It’s a not-so-well-kept secret that Sarah Simmons, known for Rise Gourmet Goods and Bakeshop, has wanted to reopen her signature shop on Main Street. Rise, which closed in May of this year, served breakfast and lunch and was a favorite among locals.
Simmons’ Main Street dreams just might be coming true, and if the devil’s in the details, then look closely at a slide she presented at 1 Million Cups at Richland Library Wednesday morning: An expanded version of Rise is likely headed to 1649 Main.
In an interview before the 1 Million Cups presentation, Simmons said she wanted to be on Main Street because she’d observerd “the cities that were coming back were the cities where the main street was undergoing a revitalization. I saw the power in that, and I really wanted that for Columbia and I wanted to be a part of it.”

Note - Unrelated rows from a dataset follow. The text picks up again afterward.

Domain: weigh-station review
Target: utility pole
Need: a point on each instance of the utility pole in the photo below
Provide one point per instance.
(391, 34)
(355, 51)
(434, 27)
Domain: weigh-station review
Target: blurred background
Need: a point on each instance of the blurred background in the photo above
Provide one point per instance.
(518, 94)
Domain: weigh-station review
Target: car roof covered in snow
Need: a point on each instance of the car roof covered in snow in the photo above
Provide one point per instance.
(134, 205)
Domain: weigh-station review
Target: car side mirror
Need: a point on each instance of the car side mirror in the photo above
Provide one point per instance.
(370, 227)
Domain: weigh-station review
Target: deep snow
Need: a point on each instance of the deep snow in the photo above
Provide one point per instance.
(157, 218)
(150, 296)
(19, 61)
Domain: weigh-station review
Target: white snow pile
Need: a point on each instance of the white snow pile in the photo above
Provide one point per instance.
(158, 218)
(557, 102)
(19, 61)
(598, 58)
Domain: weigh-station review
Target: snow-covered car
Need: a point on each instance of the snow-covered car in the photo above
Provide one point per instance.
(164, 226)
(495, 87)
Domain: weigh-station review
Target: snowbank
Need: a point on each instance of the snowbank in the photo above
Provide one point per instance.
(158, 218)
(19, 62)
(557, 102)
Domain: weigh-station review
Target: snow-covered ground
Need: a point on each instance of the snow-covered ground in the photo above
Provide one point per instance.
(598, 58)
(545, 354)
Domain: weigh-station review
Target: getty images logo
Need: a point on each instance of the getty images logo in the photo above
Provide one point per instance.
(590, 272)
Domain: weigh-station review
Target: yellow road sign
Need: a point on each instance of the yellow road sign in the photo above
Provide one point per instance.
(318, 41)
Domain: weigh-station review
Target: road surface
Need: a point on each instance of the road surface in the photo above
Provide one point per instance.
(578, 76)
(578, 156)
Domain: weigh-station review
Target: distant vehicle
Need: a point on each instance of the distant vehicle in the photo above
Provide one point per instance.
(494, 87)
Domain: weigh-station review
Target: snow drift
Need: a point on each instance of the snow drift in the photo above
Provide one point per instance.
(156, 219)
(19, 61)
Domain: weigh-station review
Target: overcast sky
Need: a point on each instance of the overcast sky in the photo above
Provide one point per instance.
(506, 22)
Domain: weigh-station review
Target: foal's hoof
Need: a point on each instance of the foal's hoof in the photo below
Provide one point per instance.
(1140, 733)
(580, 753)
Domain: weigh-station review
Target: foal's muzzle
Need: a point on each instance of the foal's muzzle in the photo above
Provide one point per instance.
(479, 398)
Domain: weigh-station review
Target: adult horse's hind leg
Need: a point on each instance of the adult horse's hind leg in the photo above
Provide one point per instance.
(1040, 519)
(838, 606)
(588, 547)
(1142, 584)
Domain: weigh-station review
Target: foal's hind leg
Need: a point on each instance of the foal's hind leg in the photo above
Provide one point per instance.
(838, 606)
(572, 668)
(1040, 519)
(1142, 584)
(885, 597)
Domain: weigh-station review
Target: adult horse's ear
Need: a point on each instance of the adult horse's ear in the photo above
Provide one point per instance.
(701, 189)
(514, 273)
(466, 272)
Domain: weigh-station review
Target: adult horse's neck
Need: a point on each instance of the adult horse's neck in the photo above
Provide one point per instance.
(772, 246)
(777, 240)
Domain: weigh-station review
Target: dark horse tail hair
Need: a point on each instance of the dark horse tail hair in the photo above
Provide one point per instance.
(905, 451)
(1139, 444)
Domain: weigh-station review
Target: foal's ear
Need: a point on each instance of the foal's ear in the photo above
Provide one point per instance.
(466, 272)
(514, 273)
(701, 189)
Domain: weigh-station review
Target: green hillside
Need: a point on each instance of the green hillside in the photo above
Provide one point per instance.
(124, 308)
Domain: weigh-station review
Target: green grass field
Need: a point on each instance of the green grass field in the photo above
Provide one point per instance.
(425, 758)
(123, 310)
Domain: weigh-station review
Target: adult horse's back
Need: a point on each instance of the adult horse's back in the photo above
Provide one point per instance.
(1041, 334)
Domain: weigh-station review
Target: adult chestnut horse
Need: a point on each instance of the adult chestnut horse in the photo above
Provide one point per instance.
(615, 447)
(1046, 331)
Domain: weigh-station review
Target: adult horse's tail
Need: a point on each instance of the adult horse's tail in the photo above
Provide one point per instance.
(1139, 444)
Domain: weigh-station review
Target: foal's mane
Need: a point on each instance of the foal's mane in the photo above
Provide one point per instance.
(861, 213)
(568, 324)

Simmons presented the gathering at 1 Million Cups with an ambitious multi-year business plan that includes not only Rise on Main, but another full service restaurant as well as events catering and wholesale services.
The first restaurant, The Cafe at Richland Library’s Main location, will be operated by Simmons and her team, and will serve as a business incubator for those interested in learning the tricks of the restaurant trade. According to signage at the Library, The Cafe is slated to open before the end of 2017.
The other two restaurants will share a location: The new iteration of Rise will be a street-level breakfast and lunch spot, while Birds & Bubbles will serve a menu built around fried chicken and champagne at dinnertime on the below-street garden level.
While there’s no date set, the restaurants could open sometime in 2018.
And if the three restaurants weren’t ambitious enough, Simmons and Aaron Hoskins, her husband and business partner, want to use their expertise to train newcomers to the restaurant industry, too.
“We were out to dinner,” she says, “and we were watching someone open a wine bottle (by placing the bottle) under their armpit.” Simmons said the incident prompted them educate waitstaff, relieving an age old problem for restaurateurs everywhere: Good staff is hard to find, and even harder to keep.
“We may not ever be able to step away from high turnover from our hourly employees,” says Simmons, “because Columbia is a college town. But what we can do (by working with area schools and targeting the non-college bound students) is try to utilize those entry level positions and show people a path upward.”
Long term, the couple wants the entire business to be 100% employee owned.